New clean compiler worth ~5X compared to gcc.
We want a millionX for large programs,
so we need to fix the dependency problem.
In Go, programs compile into packages
and each compiled package file
imports transitive dependency info.
If [depends on](A.go, B.go, C.go}:
- compile C.go, B.go, then A.go.
- to compile A.go,
compiler reads B.o but not C.o.
At scale, this can be a huge speedup.
Trim the tree:
Large C++ programs (Firefox, OpenOffice, Chromium)
have huge build times.
On a Mac (OS X 10.5.7, gcc 4.0.1):
. C`stdio.h: 00,360 lines from 9 files
C++`iostream: 25,326 lines from 131 files
Obj'C`Cocoa.h 112,047 lines from 689 files
-- But we haven't done any real work yet!
Go`fmt: 195 lines from 1 file:
summarizing 6 dependent packages.
As we scale,
the improvement becomes exponential.
Wednesday, April 28, 2010
Expressive type system
Go is an oop language, but unusually so.
There is no such thing as a class.
There is no subclassing.
. even basic types, eg,{integers, strings},
can have methods.
Objects implicitly satisfy interfaces,
which are just sets of methods.
Any named type can have methods:
type Day int
var dayName = []string{"Sunday", "Monday", [...]} 
func (d Day) String() string
{ if 0 <= d && int(d) < len(dayName)
    { return dayName[d] }
  return "NoSuchDay"
}
type Fahrenheit float
func (t Fahrenheit) String() string
{ return fmt.Sprintf("%.1f°F", t) }
Note that these methods
do not take a pointer (although they could).
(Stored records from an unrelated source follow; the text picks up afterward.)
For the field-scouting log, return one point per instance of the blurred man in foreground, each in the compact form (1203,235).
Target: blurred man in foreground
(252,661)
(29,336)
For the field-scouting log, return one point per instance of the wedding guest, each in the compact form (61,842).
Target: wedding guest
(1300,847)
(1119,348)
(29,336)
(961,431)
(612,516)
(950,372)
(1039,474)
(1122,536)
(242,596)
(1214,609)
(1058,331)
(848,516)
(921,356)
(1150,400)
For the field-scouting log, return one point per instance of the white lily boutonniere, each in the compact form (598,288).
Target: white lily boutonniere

This is not the same notion as
Java's Integer type:
it's really an int (float).
There is no box.
Interfaces:
type Stringer interface { String() string }
func print(args ...Stringer)
{ for i, s := range args
    { if i > 0
       { os.Stdout.WriteString(" ") }
     os.Stdout.WriteString(s.String())
    }
}
print(Day(1), Fahrenheit(72.29))
=> Monday 72.3°F
Again, these methods do not take a pointer,
although another type might define
a String() method that does,
and it too would satisfy Stringer.
Empty Interface:
The empty interface (interface {})
has no methods.
Every type satisfies the empty interface.
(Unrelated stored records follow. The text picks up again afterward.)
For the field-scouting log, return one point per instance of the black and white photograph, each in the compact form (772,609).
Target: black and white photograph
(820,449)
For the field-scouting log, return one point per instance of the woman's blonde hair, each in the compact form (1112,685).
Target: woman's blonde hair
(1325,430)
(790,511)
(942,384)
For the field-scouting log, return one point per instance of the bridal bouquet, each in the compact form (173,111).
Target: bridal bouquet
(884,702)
func print(args ...interface{})
{ for i, arg := range args
   { if i > 0 { os.Stdout.WriteString(" ") }
      switch a := arg.(type)
     { // "type switch"
     case Stringer: os.Stdout.WriteString(a.String())
     case int: os.Stdout.WriteString(itoa(a))
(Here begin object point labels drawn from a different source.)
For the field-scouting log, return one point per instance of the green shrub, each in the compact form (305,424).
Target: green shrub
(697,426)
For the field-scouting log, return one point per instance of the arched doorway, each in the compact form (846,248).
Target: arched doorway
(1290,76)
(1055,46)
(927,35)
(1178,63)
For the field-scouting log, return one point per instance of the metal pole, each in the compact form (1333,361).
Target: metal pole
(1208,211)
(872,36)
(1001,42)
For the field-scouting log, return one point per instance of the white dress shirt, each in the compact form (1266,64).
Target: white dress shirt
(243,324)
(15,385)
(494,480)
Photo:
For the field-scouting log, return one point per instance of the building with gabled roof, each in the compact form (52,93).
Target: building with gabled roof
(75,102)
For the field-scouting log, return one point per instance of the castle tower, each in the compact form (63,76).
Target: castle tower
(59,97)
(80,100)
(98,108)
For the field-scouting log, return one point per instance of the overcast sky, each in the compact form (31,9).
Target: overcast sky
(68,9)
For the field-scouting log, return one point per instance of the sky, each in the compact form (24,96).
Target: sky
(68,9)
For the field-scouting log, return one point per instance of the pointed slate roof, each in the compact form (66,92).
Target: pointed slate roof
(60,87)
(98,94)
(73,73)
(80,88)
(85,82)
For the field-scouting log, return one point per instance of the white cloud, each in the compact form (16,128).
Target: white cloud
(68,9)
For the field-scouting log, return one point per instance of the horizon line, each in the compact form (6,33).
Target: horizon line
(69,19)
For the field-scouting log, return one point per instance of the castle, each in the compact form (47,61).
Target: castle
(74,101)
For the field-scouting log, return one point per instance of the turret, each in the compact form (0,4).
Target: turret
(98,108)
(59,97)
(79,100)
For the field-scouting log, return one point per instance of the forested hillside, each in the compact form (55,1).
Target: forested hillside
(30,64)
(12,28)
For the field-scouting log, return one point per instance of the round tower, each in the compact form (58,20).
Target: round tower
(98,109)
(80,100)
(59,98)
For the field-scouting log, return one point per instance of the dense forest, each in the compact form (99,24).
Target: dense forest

     case string: os.Stdout.WriteString(a)
     // more types can be used
     default: os.Stdout.WriteString("????")
     }
    }
}
print(Day(1), "was", Fahrenheit(72.29))
=> Monday was 72.3°F

Small and implicit
Fahrenheit and Day satisfied Stringer implicitly;
other types might too.
A type satisfies an interface simply by
implementing its methods.
There is no "implements" declaration;
interfaces are satisfied implicitly.
It's a form of duck typing,
but (usually) checkable at compile time.
An object can (and usually does)
satisfy many interfaces simultaneously.
For instance, Fahrenheit and Day satisfy Stringer
and also the empty interface.
In Go, interfaces are usually small:
one or two or even zero methods.
Reader:
type Reader interface
{ Read(p []byte) (n int, err os.Error) }
// And similarly for Writer
Anything with a Read method implements Reader.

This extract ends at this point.